Il risultato dell'individuazione del marxismo quale "strumento critico"
permette di usarne gli strumenti teorici per formare una scienza sociale,
i cui principi metodologici (della specificazione, del mutamento, della
critica) diventano comprensibili se si supera l'astrattezza e l'equivocità
di un principio storicista declinato in termini idealistici o relativistici,
misurandoci, invece, in funzione dell'applicazione di "specifiche leggi"
di cambiamento sociale, con l'obiettivo ultimo della liberazione dell'uomo.
Da questa necessità di usare il marxismo come "strumento critico"
e non positivo, derivano aspetti fondamentali di una "teoria critica della
società", che rappresenterà (e rappresenta ancora) il culmine
di una idea di alternativa radicale all'ordine esistente, che vale la pena
ancora di coltivare senza scindere la nostra capacità di proporre
riflessione e di agire l'iniziativa di massa.
Giorgio Amico accenna, e lo abbiamo già riportato, alla speranza
e ad una nuova generazione di rivoluzionari: sicuramente pensava a loro
quando si è impegnato nell'affrontare la non facile interpretazione
dell'opera di Karl Korsch, di cui è riuscito a fornire un'interpretazione
viva, stagliandone anche un ritratto chiaro rispetto ai tormenti della
sua epoca.
Oggi, come si può collegare la ricerca di teorica di Korsch
ad una ipotesi concreta di battaglia teorica e di impegno politico? Come
si può, in sostanza, reggere la "doppiezza" tra l'intellettuale
ed il politico? Il terreno più promettente, l'ipotesi sinceramente
più affascinante ci appare quella racchiusa nel titolo del più
recente lavoro di Halloway: "Cambiare il mondo, senza prendere il potere".
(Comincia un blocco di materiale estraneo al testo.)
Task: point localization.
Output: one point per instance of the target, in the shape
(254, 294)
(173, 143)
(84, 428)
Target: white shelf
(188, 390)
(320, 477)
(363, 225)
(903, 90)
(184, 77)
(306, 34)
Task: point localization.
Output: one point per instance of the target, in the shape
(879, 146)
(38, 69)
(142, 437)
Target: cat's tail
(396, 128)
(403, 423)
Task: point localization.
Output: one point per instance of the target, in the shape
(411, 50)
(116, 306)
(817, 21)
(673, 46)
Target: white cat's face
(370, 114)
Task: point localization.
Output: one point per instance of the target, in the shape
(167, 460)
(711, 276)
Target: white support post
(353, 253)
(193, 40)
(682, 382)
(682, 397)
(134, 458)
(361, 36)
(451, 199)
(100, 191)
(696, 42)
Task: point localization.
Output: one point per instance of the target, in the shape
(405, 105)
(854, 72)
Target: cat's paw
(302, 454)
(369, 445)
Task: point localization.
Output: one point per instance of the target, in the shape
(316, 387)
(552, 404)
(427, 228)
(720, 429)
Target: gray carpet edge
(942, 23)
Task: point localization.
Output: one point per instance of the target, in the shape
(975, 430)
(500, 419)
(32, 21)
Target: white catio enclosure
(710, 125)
In quel titolo sembrano definite le coordinate adatte a misurarci con un
diverso raccordo tra società e politica, tra movimenti di massa
e prospettiva di trasformazione degli equilibri dominanti, tornando, così
e finalmente, a "pensare in grande".
La sinistra (possiamo ancora chiamarla rivoluzionaria? Senza appellativi,
tagliando via tutti gli "ismi"?) è chiamata a superare il proprio
paradigma fondativo, senza alcuna pretesa di ricerca un presunto "cristianesimo
delle origini", non considerando insormontabile il necessario mutamento
di qualità nell'esercizio della politica. Si può partire
dalla riflessione su quegli anni che abbiamo già definito di "ferro
e di fuoco", dall'analisi dell'opera di Karl Korsch (come ha osato fare
Giorgio Amico) per arrivare all'odierna ricerca da sviluppare sull'emancipazione
dalla logiche dominanti, con l'obiettivo di cambiare il mondo.
C'è un filo rosso che lega questo percorso e la riflessione
sull'opera di Karl Korsch, oltre ad indicarci con chiarezza i nodi da sciogliere,
ci può aiutare a ritrovare i punti sui quali riconnetterci, nel
tempo, per tenere assieme generazioni, esperienze, speranze, "nuovi rivoluzionari".